La critique [evene]

Mathieu Laviolette-Slanka

Cinq danseurs, deux hommes et trois femmes, investissent le plateau nu et blanc pour le transformer en champ de bataille plastique. Cinq caractères progressivement amenés et définis sous nos yeux tout au long du spectacle pour manifester jusqu’à l’orgasme, jusqu’au sacrifice également, le danger d’un comportement calqué sur l’autre – qu’il soit groupe (la société) ou individuel (l’ami, l’amant).
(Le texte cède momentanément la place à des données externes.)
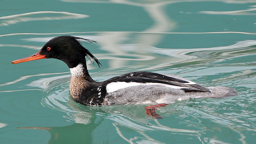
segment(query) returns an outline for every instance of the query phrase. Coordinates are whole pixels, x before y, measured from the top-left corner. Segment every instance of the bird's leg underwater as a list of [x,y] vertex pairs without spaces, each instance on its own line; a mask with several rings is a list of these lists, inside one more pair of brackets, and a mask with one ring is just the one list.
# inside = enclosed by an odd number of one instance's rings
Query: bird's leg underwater
[[149,117],[151,117],[152,118],[155,118],[157,119],[161,119],[163,118],[159,114],[157,114],[155,112],[155,110],[159,107],[162,106],[165,106],[168,104],[165,103],[161,103],[161,104],[153,105],[153,106],[149,106],[145,107],[146,111],[145,113]]

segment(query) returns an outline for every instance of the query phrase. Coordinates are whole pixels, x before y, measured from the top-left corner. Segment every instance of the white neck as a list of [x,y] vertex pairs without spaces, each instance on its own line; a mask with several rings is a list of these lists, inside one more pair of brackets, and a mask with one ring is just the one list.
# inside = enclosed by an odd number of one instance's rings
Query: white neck
[[84,68],[83,64],[79,64],[76,67],[69,68],[71,76],[82,76],[84,75]]

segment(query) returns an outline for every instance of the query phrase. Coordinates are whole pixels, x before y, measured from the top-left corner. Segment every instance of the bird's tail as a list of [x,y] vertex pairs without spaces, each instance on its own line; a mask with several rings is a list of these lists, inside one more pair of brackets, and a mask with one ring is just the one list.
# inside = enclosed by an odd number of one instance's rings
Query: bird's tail
[[232,88],[226,87],[208,87],[211,92],[205,94],[201,98],[223,98],[237,95],[237,92]]

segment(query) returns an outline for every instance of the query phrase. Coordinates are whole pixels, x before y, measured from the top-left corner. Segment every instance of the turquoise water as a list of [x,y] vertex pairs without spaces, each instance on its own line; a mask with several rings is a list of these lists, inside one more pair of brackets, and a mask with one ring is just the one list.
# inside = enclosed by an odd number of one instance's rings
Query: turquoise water
[[[0,143],[254,143],[256,3],[201,1],[1,0]],[[63,62],[11,64],[64,35],[97,41],[84,45],[95,80],[148,71],[239,94],[169,104],[158,120],[147,105],[82,105]]]

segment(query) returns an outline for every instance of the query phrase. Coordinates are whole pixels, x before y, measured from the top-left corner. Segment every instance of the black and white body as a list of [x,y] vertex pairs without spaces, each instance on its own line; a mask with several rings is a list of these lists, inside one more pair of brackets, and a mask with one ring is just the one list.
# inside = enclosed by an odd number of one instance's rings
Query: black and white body
[[12,63],[45,58],[63,61],[70,69],[71,98],[90,106],[169,104],[191,98],[224,98],[237,95],[231,88],[204,87],[182,77],[146,72],[131,72],[104,82],[96,82],[89,74],[85,57],[99,67],[101,64],[80,44],[81,40],[95,42],[70,36],[56,37],[47,42],[38,53]]

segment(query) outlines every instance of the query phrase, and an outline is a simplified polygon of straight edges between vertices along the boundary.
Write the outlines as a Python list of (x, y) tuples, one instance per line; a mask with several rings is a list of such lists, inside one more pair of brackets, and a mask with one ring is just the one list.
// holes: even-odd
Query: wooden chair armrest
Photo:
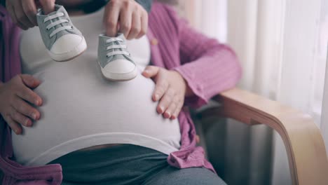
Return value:
[(324, 143), (309, 115), (238, 88), (223, 92), (214, 100), (223, 106), (203, 114), (214, 114), (249, 125), (265, 124), (280, 134), (287, 150), (293, 184), (328, 184)]

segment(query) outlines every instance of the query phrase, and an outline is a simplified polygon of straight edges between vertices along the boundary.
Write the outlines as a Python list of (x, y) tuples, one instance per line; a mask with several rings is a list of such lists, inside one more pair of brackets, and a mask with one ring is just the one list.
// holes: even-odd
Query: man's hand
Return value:
[(142, 72), (146, 78), (151, 78), (156, 83), (152, 95), (153, 101), (159, 101), (157, 112), (164, 118), (175, 119), (180, 113), (184, 97), (190, 94), (190, 88), (181, 74), (162, 67), (148, 66)]
[(17, 135), (21, 134), (21, 125), (30, 127), (31, 120), (40, 118), (40, 112), (30, 104), (42, 104), (42, 99), (31, 88), (41, 81), (29, 74), (19, 74), (6, 83), (0, 84), (0, 114)]
[(37, 26), (36, 8), (42, 8), (44, 13), (53, 11), (55, 0), (6, 0), (6, 8), (13, 22), (22, 29)]
[(139, 39), (148, 28), (148, 13), (135, 0), (111, 0), (105, 7), (104, 25), (108, 36), (116, 36), (117, 31), (127, 39)]

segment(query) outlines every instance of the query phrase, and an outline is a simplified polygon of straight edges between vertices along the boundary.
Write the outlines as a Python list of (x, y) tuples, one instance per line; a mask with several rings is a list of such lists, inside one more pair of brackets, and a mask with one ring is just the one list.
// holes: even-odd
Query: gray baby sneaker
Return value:
[(103, 76), (110, 81), (129, 81), (137, 74), (137, 65), (126, 50), (125, 38), (99, 36), (98, 64)]
[(64, 6), (55, 5), (55, 11), (48, 15), (39, 10), (36, 20), (42, 40), (53, 60), (70, 60), (86, 50), (86, 40), (71, 23)]

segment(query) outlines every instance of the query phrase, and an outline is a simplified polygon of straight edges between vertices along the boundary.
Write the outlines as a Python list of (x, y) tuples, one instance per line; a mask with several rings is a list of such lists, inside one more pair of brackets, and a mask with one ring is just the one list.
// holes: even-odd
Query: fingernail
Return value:
[(162, 114), (163, 112), (164, 108), (163, 107), (160, 107), (160, 113)]
[(34, 120), (36, 119), (36, 115), (35, 114), (35, 113), (32, 113), (32, 116), (33, 119), (34, 119)]
[(29, 120), (28, 120), (28, 119), (27, 119), (27, 120), (25, 121), (25, 126), (29, 126)]

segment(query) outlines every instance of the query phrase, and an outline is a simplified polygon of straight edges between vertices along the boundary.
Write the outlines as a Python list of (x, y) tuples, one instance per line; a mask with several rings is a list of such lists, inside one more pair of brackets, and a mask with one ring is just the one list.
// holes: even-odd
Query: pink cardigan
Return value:
[[(21, 72), (19, 29), (1, 6), (0, 22), (0, 80), (6, 82)], [(196, 32), (168, 6), (153, 4), (147, 36), (153, 64), (179, 71), (194, 92), (195, 96), (186, 98), (186, 105), (200, 107), (214, 95), (235, 86), (240, 78), (235, 53), (228, 46)], [(189, 111), (184, 109), (178, 119), (181, 149), (170, 154), (168, 163), (178, 168), (204, 167), (214, 172), (205, 158), (203, 148), (196, 146), (195, 127)], [(0, 138), (0, 169), (4, 173), (2, 184), (61, 184), (60, 164), (27, 167), (13, 160), (11, 130), (1, 116)]]

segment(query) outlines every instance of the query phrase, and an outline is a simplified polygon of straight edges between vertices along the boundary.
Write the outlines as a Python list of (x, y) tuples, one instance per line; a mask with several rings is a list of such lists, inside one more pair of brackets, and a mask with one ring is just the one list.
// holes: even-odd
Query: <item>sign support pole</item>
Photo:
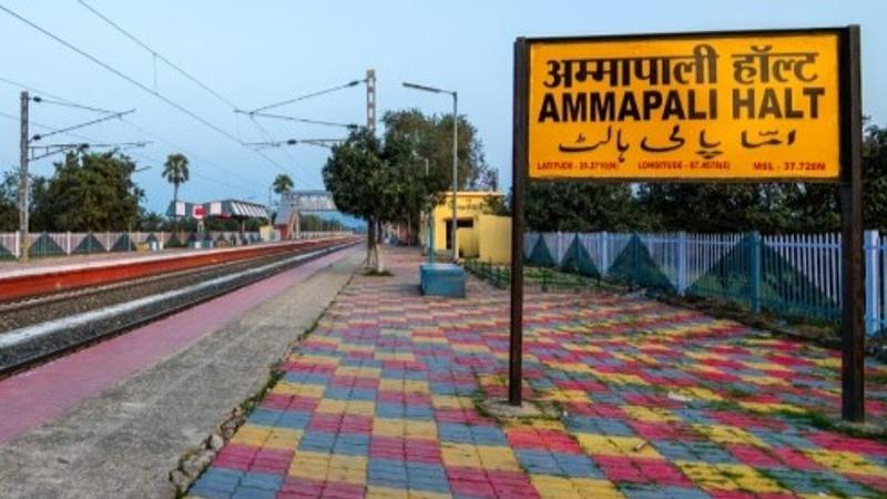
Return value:
[(842, 417), (865, 420), (865, 269), (863, 261), (863, 106), (859, 27), (850, 26), (840, 43), (842, 71)]
[(508, 403), (520, 406), (523, 379), (523, 196), (526, 193), (528, 151), (527, 124), (528, 61), (527, 41), (514, 42), (514, 130), (511, 145), (511, 334), (508, 357)]

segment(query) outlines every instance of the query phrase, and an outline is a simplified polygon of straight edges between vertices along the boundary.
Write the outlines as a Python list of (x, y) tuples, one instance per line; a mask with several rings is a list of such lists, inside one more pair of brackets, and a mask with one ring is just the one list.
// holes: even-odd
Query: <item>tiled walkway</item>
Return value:
[[(817, 429), (839, 357), (646, 299), (527, 297), (526, 398), (498, 422), (508, 295), (417, 293), (419, 256), (355, 277), (191, 497), (876, 498), (887, 444)], [(887, 418), (887, 367), (868, 413)], [(822, 426), (822, 425), (818, 425)]]

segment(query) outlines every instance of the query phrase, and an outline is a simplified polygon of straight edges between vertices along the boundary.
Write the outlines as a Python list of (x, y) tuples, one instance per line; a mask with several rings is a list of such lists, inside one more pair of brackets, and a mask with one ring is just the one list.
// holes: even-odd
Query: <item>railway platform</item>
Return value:
[[(824, 417), (839, 354), (645, 298), (528, 294), (524, 399), (500, 419), (508, 294), (424, 297), (418, 253), (356, 276), (191, 498), (887, 496), (887, 444)], [(887, 417), (887, 366), (867, 410)]]
[(339, 249), (0, 380), (0, 497), (172, 497), (167, 480), (359, 268)]

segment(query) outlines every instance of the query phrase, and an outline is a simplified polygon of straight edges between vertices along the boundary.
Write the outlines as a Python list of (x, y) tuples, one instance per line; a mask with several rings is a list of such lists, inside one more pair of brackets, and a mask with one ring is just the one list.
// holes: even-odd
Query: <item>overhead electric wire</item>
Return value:
[(272, 114), (272, 113), (259, 113), (259, 112), (246, 112), (246, 111), (235, 111), (236, 113), (247, 114), (252, 116), (262, 116), (268, 118), (272, 120), (284, 120), (284, 121), (295, 121), (298, 123), (308, 123), (308, 124), (316, 124), (316, 125), (324, 125), (324, 126), (338, 126), (343, 129), (354, 130), (357, 128), (355, 123), (337, 123), (334, 121), (324, 121), (324, 120), (312, 120), (308, 118), (296, 118), (296, 116), (287, 116), (284, 114)]
[(218, 170), (218, 171), (221, 171), (223, 173), (227, 173), (228, 175), (232, 175), (232, 176), (238, 176), (238, 177), (241, 177), (241, 179), (243, 179), (243, 180), (245, 180), (247, 182), (251, 182), (251, 183), (255, 182), (254, 179), (251, 179), (249, 176), (247, 176), (247, 175), (245, 175), (243, 173), (237, 173), (237, 172), (234, 172), (232, 170), (228, 170), (226, 166), (223, 166), (220, 163), (216, 163), (216, 162), (207, 159), (206, 156), (203, 156), (201, 154), (194, 154), (194, 152), (190, 151), (188, 147), (185, 147), (182, 144), (179, 144), (179, 143), (174, 142), (174, 141), (171, 141), (171, 140), (166, 139), (163, 135), (159, 135), (155, 132), (146, 130), (144, 126), (141, 126), (141, 125), (139, 125), (137, 123), (134, 123), (131, 120), (128, 120), (128, 119), (123, 118), (123, 119), (121, 119), (121, 121), (123, 123), (128, 124), (129, 126), (133, 128), (134, 130), (141, 132), (141, 133), (150, 135), (150, 136), (156, 139), (157, 141), (163, 142), (166, 145), (172, 146), (173, 149), (177, 149), (180, 151), (183, 151), (183, 152), (187, 153), (191, 157), (197, 159), (197, 160), (202, 161), (203, 163), (206, 163), (208, 165), (214, 166), (216, 170)]
[(126, 81), (126, 82), (129, 82), (129, 83), (131, 83), (131, 84), (133, 84), (133, 85), (137, 86), (137, 88), (139, 88), (139, 89), (141, 89), (142, 91), (144, 91), (144, 92), (147, 92), (147, 93), (150, 93), (151, 95), (154, 95), (155, 98), (160, 99), (161, 101), (165, 102), (166, 104), (171, 105), (172, 108), (175, 108), (175, 109), (176, 109), (176, 110), (179, 110), (180, 112), (182, 112), (182, 113), (184, 113), (184, 114), (186, 114), (186, 115), (191, 116), (192, 119), (194, 119), (194, 120), (198, 121), (200, 123), (204, 124), (205, 126), (208, 126), (210, 129), (212, 129), (212, 130), (215, 130), (216, 132), (221, 133), (222, 135), (226, 136), (227, 139), (230, 139), (230, 140), (232, 140), (232, 141), (236, 142), (236, 143), (238, 143), (238, 144), (243, 145), (244, 147), (246, 147), (247, 150), (249, 150), (249, 151), (252, 151), (252, 152), (254, 152), (254, 153), (258, 154), (259, 156), (262, 156), (263, 159), (265, 159), (265, 161), (267, 161), (268, 163), (271, 163), (272, 165), (274, 165), (274, 166), (275, 166), (275, 167), (277, 167), (278, 170), (281, 170), (281, 171), (285, 172), (285, 173), (289, 173), (289, 172), (287, 172), (287, 171), (286, 171), (286, 170), (285, 170), (283, 166), (281, 166), (279, 164), (277, 164), (276, 162), (274, 162), (274, 161), (273, 161), (271, 157), (268, 157), (266, 154), (262, 154), (259, 151), (255, 151), (255, 150), (253, 150), (253, 149), (251, 149), (251, 147), (248, 147), (248, 146), (244, 145), (244, 144), (243, 144), (243, 141), (241, 141), (239, 139), (237, 139), (236, 136), (234, 136), (234, 135), (233, 135), (231, 132), (228, 132), (228, 131), (226, 131), (226, 130), (224, 130), (224, 129), (222, 129), (222, 128), (217, 126), (215, 123), (213, 123), (213, 122), (211, 122), (211, 121), (206, 120), (205, 118), (203, 118), (203, 116), (201, 116), (201, 115), (196, 114), (195, 112), (193, 112), (193, 111), (188, 110), (187, 108), (183, 106), (182, 104), (180, 104), (180, 103), (177, 103), (177, 102), (173, 101), (172, 99), (167, 98), (166, 95), (164, 95), (164, 94), (162, 94), (162, 93), (157, 92), (156, 90), (153, 90), (153, 89), (151, 89), (151, 88), (146, 86), (145, 84), (143, 84), (143, 83), (142, 83), (142, 82), (140, 82), (139, 80), (135, 80), (134, 78), (132, 78), (132, 77), (130, 77), (130, 75), (128, 75), (128, 74), (123, 73), (122, 71), (120, 71), (120, 70), (118, 70), (116, 68), (112, 67), (111, 64), (109, 64), (109, 63), (106, 63), (106, 62), (102, 61), (101, 59), (96, 58), (95, 55), (92, 55), (91, 53), (89, 53), (89, 52), (86, 52), (86, 51), (84, 51), (84, 50), (82, 50), (82, 49), (80, 49), (80, 48), (78, 48), (78, 47), (73, 45), (73, 44), (72, 44), (72, 43), (70, 43), (69, 41), (67, 41), (67, 40), (62, 39), (61, 37), (57, 35), (55, 33), (53, 33), (53, 32), (51, 32), (51, 31), (49, 31), (49, 30), (44, 29), (43, 27), (41, 27), (41, 26), (39, 26), (39, 24), (34, 23), (33, 21), (31, 21), (31, 20), (29, 20), (29, 19), (27, 19), (27, 18), (22, 17), (21, 14), (19, 14), (18, 12), (16, 12), (16, 11), (13, 11), (13, 10), (9, 9), (8, 7), (0, 4), (0, 10), (2, 10), (2, 11), (3, 11), (3, 12), (6, 12), (6, 13), (8, 13), (9, 16), (11, 16), (11, 17), (13, 17), (13, 18), (16, 18), (16, 19), (18, 19), (19, 21), (23, 22), (24, 24), (28, 24), (28, 26), (29, 26), (29, 27), (31, 27), (32, 29), (34, 29), (34, 30), (37, 30), (37, 31), (39, 31), (39, 32), (43, 33), (44, 35), (47, 35), (47, 37), (51, 38), (52, 40), (54, 40), (54, 41), (57, 41), (57, 42), (61, 43), (62, 45), (64, 45), (64, 47), (67, 47), (68, 49), (72, 50), (73, 52), (77, 52), (77, 53), (79, 53), (79, 54), (80, 54), (80, 55), (82, 55), (83, 58), (85, 58), (85, 59), (89, 59), (90, 61), (92, 61), (93, 63), (95, 63), (95, 64), (100, 65), (100, 67), (101, 67), (101, 68), (103, 68), (104, 70), (106, 70), (106, 71), (109, 71), (109, 72), (111, 72), (111, 73), (113, 73), (113, 74), (118, 75), (119, 78), (123, 79), (124, 81)]
[(53, 95), (52, 93), (49, 93), (49, 92), (47, 92), (44, 90), (40, 90), (40, 89), (34, 88), (34, 86), (29, 86), (29, 85), (26, 85), (24, 83), (19, 83), (16, 80), (10, 80), (8, 78), (0, 77), (0, 82), (3, 82), (6, 84), (12, 85), (12, 86), (18, 86), (20, 89), (29, 90), (29, 91), (34, 92), (34, 93), (42, 93), (43, 95), (49, 95), (52, 99), (57, 99), (59, 101), (64, 101), (64, 102), (68, 102), (69, 104), (72, 104), (72, 102), (69, 101), (68, 99), (60, 98), (59, 95)]
[(274, 104), (263, 105), (262, 108), (256, 108), (256, 109), (254, 109), (252, 111), (246, 111), (246, 113), (247, 114), (255, 114), (255, 113), (258, 113), (258, 112), (262, 112), (262, 111), (266, 111), (266, 110), (269, 110), (269, 109), (273, 109), (273, 108), (279, 108), (282, 105), (292, 104), (292, 103), (295, 103), (295, 102), (304, 101), (306, 99), (316, 98), (316, 96), (324, 95), (324, 94), (327, 94), (327, 93), (336, 92), (338, 90), (344, 90), (344, 89), (349, 89), (351, 86), (357, 86), (358, 84), (364, 83), (366, 81), (367, 81), (366, 79), (364, 79), (364, 80), (353, 80), (353, 81), (349, 81), (348, 83), (345, 83), (343, 85), (333, 86), (333, 88), (325, 89), (325, 90), (318, 90), (317, 92), (306, 93), (305, 95), (299, 95), (297, 98), (288, 99), (288, 100), (281, 101), (281, 102), (276, 102)]
[[(0, 118), (7, 118), (10, 121), (14, 121), (14, 122), (19, 121), (19, 116), (16, 116), (14, 114), (10, 114), (10, 113), (3, 112), (3, 111), (0, 111)], [(34, 126), (39, 126), (41, 129), (47, 129), (47, 130), (50, 130), (50, 131), (57, 131), (58, 130), (54, 126), (50, 126), (48, 124), (40, 123), (40, 122), (33, 121), (33, 120), (29, 120), (29, 123), (34, 125)], [(149, 132), (145, 131), (145, 133), (149, 133)], [(85, 135), (81, 135), (79, 133), (64, 132), (64, 134), (65, 135), (70, 135), (72, 138), (74, 138), (74, 139), (80, 139), (80, 140), (88, 141), (88, 142), (93, 142), (94, 141), (94, 139), (85, 136)], [(160, 138), (157, 138), (157, 139), (160, 139)], [(101, 144), (96, 144), (96, 145), (101, 145)], [(179, 149), (182, 149), (182, 147), (179, 147)], [(147, 161), (150, 161), (152, 163), (156, 163), (157, 165), (162, 165), (163, 164), (163, 161), (161, 161), (161, 160), (159, 160), (156, 157), (149, 156), (147, 154), (144, 154), (144, 153), (139, 152), (139, 151), (130, 151), (130, 150), (128, 150), (126, 154), (142, 157), (142, 159), (147, 160)], [(204, 163), (210, 163), (210, 162), (208, 161), (204, 161)], [(196, 179), (200, 179), (201, 181), (208, 182), (208, 183), (212, 183), (212, 184), (217, 184), (217, 185), (221, 185), (223, 187), (233, 189), (235, 191), (244, 189), (243, 185), (230, 184), (230, 183), (223, 182), (223, 181), (221, 181), (218, 179), (214, 179), (212, 176), (206, 176), (206, 175), (204, 175), (204, 174), (202, 174), (202, 173), (200, 173), (197, 171), (192, 171), (191, 174), (193, 176), (195, 176)], [(249, 192), (251, 194), (264, 195), (264, 192), (258, 190), (258, 187), (247, 187), (247, 189), (249, 189), (249, 191), (247, 191), (247, 192)]]
[(86, 110), (86, 111), (94, 111), (96, 113), (112, 114), (112, 113), (116, 112), (116, 111), (112, 111), (110, 109), (95, 108), (93, 105), (77, 104), (77, 103), (73, 103), (73, 102), (65, 102), (63, 100), (54, 101), (54, 100), (47, 99), (47, 98), (43, 98), (43, 96), (40, 96), (40, 95), (34, 95), (34, 96), (31, 98), (31, 100), (37, 102), (37, 103), (40, 103), (40, 104), (62, 105), (62, 106), (65, 106), (65, 108), (75, 108), (75, 109), (82, 109), (82, 110)]
[[(235, 111), (236, 111), (236, 110), (238, 109), (237, 104), (235, 104), (235, 103), (234, 103), (234, 102), (233, 102), (231, 99), (227, 99), (226, 96), (222, 95), (220, 92), (217, 92), (217, 91), (213, 90), (213, 89), (212, 89), (212, 88), (211, 88), (208, 84), (206, 84), (206, 83), (202, 82), (202, 81), (201, 81), (201, 80), (198, 80), (196, 77), (194, 77), (194, 75), (192, 75), (191, 73), (188, 73), (187, 71), (185, 71), (185, 70), (184, 70), (182, 67), (180, 67), (179, 64), (175, 64), (174, 62), (170, 61), (170, 60), (169, 60), (166, 57), (164, 57), (163, 54), (161, 54), (160, 52), (157, 52), (156, 50), (154, 50), (154, 48), (152, 48), (152, 47), (151, 47), (151, 45), (149, 45), (147, 43), (145, 43), (145, 42), (143, 42), (142, 40), (140, 40), (137, 37), (135, 37), (134, 34), (132, 34), (131, 32), (129, 32), (126, 29), (124, 29), (123, 27), (121, 27), (120, 24), (118, 24), (116, 22), (114, 22), (113, 20), (111, 20), (111, 19), (110, 19), (108, 16), (103, 14), (103, 13), (102, 13), (102, 12), (100, 12), (98, 9), (95, 9), (94, 7), (92, 7), (92, 6), (90, 6), (89, 3), (86, 3), (84, 0), (78, 0), (78, 3), (80, 3), (80, 4), (81, 4), (81, 6), (83, 6), (83, 7), (84, 7), (86, 10), (89, 10), (90, 12), (92, 12), (93, 14), (95, 14), (95, 16), (96, 16), (99, 19), (101, 19), (102, 21), (106, 22), (109, 26), (111, 26), (112, 28), (114, 28), (114, 29), (115, 29), (116, 31), (119, 31), (121, 34), (123, 34), (124, 37), (129, 38), (129, 39), (130, 39), (132, 42), (134, 42), (135, 44), (137, 44), (137, 45), (139, 45), (139, 47), (141, 47), (142, 49), (144, 49), (144, 50), (146, 50), (147, 52), (150, 52), (150, 53), (151, 53), (151, 55), (153, 55), (153, 57), (155, 58), (155, 60), (156, 60), (156, 59), (161, 60), (161, 61), (162, 61), (162, 62), (164, 62), (166, 65), (169, 65), (170, 68), (172, 68), (172, 69), (174, 69), (175, 71), (177, 71), (180, 74), (182, 74), (182, 75), (183, 75), (183, 77), (185, 77), (186, 79), (191, 80), (191, 81), (192, 81), (194, 84), (196, 84), (196, 85), (197, 85), (197, 86), (200, 86), (201, 89), (205, 90), (206, 92), (208, 92), (210, 94), (212, 94), (213, 96), (215, 96), (216, 99), (218, 99), (220, 101), (224, 102), (225, 104), (227, 104), (227, 105), (228, 105), (230, 108), (232, 108), (233, 110), (235, 110)], [(156, 72), (155, 72), (155, 75), (156, 75)], [(359, 81), (356, 81), (356, 82), (350, 82), (350, 83), (348, 83), (348, 85), (353, 85), (353, 84), (357, 84), (357, 83), (359, 83)], [(155, 86), (156, 86), (156, 83), (155, 83)], [(333, 90), (327, 90), (327, 91), (324, 91), (324, 92), (328, 92), (328, 91), (333, 91)], [(306, 98), (307, 98), (307, 96), (306, 96)], [(262, 128), (262, 126), (259, 125), (259, 128)], [(267, 134), (267, 131), (266, 131), (266, 130), (264, 130), (264, 128), (263, 128), (263, 133)], [(244, 142), (243, 142), (243, 141), (242, 141), (239, 138), (236, 138), (236, 140), (237, 140), (237, 141), (241, 143), (241, 144), (244, 144)], [(275, 165), (275, 166), (276, 166), (278, 170), (281, 170), (281, 171), (283, 171), (283, 172), (287, 173), (287, 174), (290, 174), (290, 175), (292, 175), (293, 177), (295, 177), (295, 179), (302, 180), (302, 179), (299, 179), (299, 176), (298, 176), (298, 175), (296, 175), (295, 173), (290, 173), (290, 172), (288, 172), (286, 169), (284, 169), (283, 166), (278, 165), (278, 164), (277, 164), (275, 161), (273, 161), (273, 160), (272, 160), (269, 156), (267, 156), (267, 155), (263, 154), (262, 152), (259, 152), (259, 151), (255, 151), (255, 150), (253, 150), (253, 152), (254, 152), (254, 153), (256, 153), (256, 154), (258, 154), (258, 155), (261, 155), (262, 157), (264, 157), (264, 159), (265, 159), (266, 161), (268, 161), (269, 163), (274, 164), (274, 165)], [(287, 156), (289, 157), (289, 161), (292, 161), (294, 165), (297, 165), (297, 163), (298, 163), (298, 162), (296, 161), (296, 159), (295, 159), (295, 157), (294, 157), (292, 154), (287, 153)]]
[(121, 111), (121, 112), (119, 112), (119, 113), (109, 114), (109, 115), (106, 115), (106, 116), (102, 116), (102, 118), (99, 118), (99, 119), (96, 119), (96, 120), (88, 121), (88, 122), (85, 122), (85, 123), (80, 123), (80, 124), (71, 125), (71, 126), (68, 126), (68, 128), (64, 128), (64, 129), (60, 129), (60, 130), (57, 130), (57, 131), (54, 131), (54, 132), (50, 132), (50, 133), (43, 133), (43, 134), (40, 134), (40, 133), (38, 133), (38, 134), (35, 134), (34, 136), (32, 136), (32, 138), (31, 138), (31, 140), (32, 140), (32, 141), (39, 141), (39, 140), (41, 140), (41, 139), (44, 139), (44, 138), (48, 138), (48, 136), (51, 136), (51, 135), (57, 135), (57, 134), (59, 134), (59, 133), (69, 132), (69, 131), (71, 131), (71, 130), (83, 129), (83, 128), (85, 128), (85, 126), (94, 125), (94, 124), (96, 124), (96, 123), (102, 123), (102, 122), (104, 122), (104, 121), (108, 121), (108, 120), (113, 120), (113, 119), (115, 119), (115, 118), (123, 116), (124, 114), (130, 114), (130, 113), (134, 113), (134, 112), (135, 112), (135, 110), (134, 110), (134, 109), (131, 109), (131, 110), (126, 110), (126, 111)]

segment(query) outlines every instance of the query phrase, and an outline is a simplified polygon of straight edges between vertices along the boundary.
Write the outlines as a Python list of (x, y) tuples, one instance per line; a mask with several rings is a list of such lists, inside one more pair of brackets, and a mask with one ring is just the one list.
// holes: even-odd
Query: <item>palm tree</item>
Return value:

La pulsion animale, voilà le moteur de ‘Singular Sensation’, spectacle engagé qui tient tout autant de la performance que du travail de la matière. Ca gicle, ça tache les murs, les corps se tordent et se chevauchent, copulations simulées pour échapper à une solitude qui plane comme une menace fatale. Un faux héros aux atours de Superman devient la marionnette de ses fans et finit loqueteux, figure tutélaire ramenée au rang de poussière en quelques portés. Gestes répétés jusqu’à la nausée, rires frénétiques et cris jappés forment une atmosphère de plus en plus oppressante, englobée dans une bande-son pour le moins expérimentale. Les danseurs mutilés glissent, s’éloignent et se retrouvent : difficulté de se construire en tant qu’être autonome, difficulté de penser, de vivre seul.
On pourrait croire que tout ce mouvement purge le spectacle de sa substance. Bien malin d’ailleurs celui qui pourra mettre des mots sur la sensation très particulière qui vous envahit au fur et à mesure, décuplant l’horreur de certains gestes comme le ridicule de certaines situations. Les scènes se mêlent en tout gélatineux, agressif, dont on ressort éclaboussé et l’esprit sonné. A défaut d’avoir pensé, on est ému. A chacun d’y mettre ses propres mots.